Yes, we "hike" to the top of that rock.

I didn't plan on doing this hike, due to both the danger posed by the trail itself, and by the danger posed by crowded conditions. So I decided I'd walk up to Scout Lookout and see it. I could photograph it from there. Then I'd see about continuing up the East Rim trail.


This is the approach to Angel's Landing:

Pretty, huh? Yes, it's immense. Reach out and touch it! See? You can't! It's too big!
Okay, now let's take a walk up the hill.

When you leave the river, you walk along the canyon, steadily upward. You get closer to the base of the cliff, and then you're up into it (see the first picture). Right about that point, you look at the cliffs ahead of you, and if you know what you're looking for, you can pick out your trail.


Do you see the diagonal cut into the cliff at the middle of the picture?
It's in shadow towards the right. That's the trail.


Do you see the rest of it leading up to that part? How about the guy in the turquoise shirt (middle right)?


How about now? It looks kinda scary, I'll admit, but it really wasn't. Except for that part in shadow at the top. Okay, I didn't find that part scary either, but if you were up there, maybe you would have been scared. Here's the view from up there:


I know it looks really steep and scary, but it wasn't. Except for right where I'm standing. The switchbacks down below weren't scary at all. There were rocks right next to the trail. And the trail was wide and paved.


This is looking up the trail from that same point. Dropoff to the right. No railing. Watch your step, you'll be okay. Just around the corner, you start to head into a canyon.


Refrigerator Canyon, they call it, since it's always cool.


The trail was built in 1926. It's on the National Register of Historic Places. There are 21 switchbacks, in two sections. They were named Walter's Wiggles, in honor of one of the two designers. The lower section is seen in the first few pictures. This is the upper section, which is very steep and short (side to side). There's a middle section too, which climbs refrigerator canyon, to the bottom of these.


I think there are eleven switchbacks here - eleven left turns and eleven rights.

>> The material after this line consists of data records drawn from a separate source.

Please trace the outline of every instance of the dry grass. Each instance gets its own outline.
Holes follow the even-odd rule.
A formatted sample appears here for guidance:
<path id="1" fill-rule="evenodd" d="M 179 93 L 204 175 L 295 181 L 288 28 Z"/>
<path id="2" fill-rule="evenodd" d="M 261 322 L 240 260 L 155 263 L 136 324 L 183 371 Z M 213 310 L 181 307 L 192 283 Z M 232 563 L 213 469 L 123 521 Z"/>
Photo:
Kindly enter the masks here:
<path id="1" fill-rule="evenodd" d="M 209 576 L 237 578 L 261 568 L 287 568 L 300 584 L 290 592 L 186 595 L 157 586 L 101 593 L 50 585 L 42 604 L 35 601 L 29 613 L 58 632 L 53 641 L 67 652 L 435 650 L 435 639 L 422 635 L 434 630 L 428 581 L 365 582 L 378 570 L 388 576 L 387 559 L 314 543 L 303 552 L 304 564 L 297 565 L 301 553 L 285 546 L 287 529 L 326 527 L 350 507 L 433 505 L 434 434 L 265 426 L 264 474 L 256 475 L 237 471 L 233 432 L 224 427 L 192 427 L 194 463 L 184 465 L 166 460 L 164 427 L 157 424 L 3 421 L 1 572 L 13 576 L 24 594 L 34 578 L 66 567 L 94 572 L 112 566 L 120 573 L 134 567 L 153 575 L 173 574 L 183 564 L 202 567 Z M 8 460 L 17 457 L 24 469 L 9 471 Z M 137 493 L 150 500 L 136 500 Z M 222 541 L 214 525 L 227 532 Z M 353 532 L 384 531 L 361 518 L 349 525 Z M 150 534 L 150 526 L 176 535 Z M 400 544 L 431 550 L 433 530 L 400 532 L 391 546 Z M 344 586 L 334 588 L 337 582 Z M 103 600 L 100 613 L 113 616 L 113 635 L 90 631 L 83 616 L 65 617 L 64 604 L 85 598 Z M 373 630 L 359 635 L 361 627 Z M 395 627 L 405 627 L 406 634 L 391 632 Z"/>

After climbing Walter's Wiggles up out of Refrigerator Canyon, the trail comes up to a flat area called Scout Lookout, with a couple of outhouses and a few trees. There are people resting there, either before or after their climb, or while waiting for others to return.

The walk up to that point was so strenuous (did I mention the elevation change between home, the day before, and Zion? How about the 21 switchbacks, some which were cut right into the cliff face?). I had to rest a while and eat. By the time I'd rested up, I decided that going on up the East Rim trail wasn't any less strenuous than going up to Angel's Landing, and the crowds weren't really that bad. The crowds were the key, from what I'd read. So I went on.

It was a little strenuous, but it was very... you really had to watch your step. I paid attention to every step and every handhold. The "trail" was very often a sandstone cliff face, with a dropoff on your right, and a chain on the sandstone on your left. You grab onto the chain as you walk. It's not a barrier, it's a handhold. Then you meet someone, and you have to decide who's going back to a place where they can let the other pass. So you're climbing down some steps (rocks, really), and you need to step away from the chain. But the chain is heavy. It's weight actually pulls you a little. So if you just let go, inertia might pull you in the other direction, because you're actually leaning away from it. And maybe you're wearing a backpack and have a camera dangling around your neck. You do not want to lose your balance here. As I said, you pay attention to every step and every handhold.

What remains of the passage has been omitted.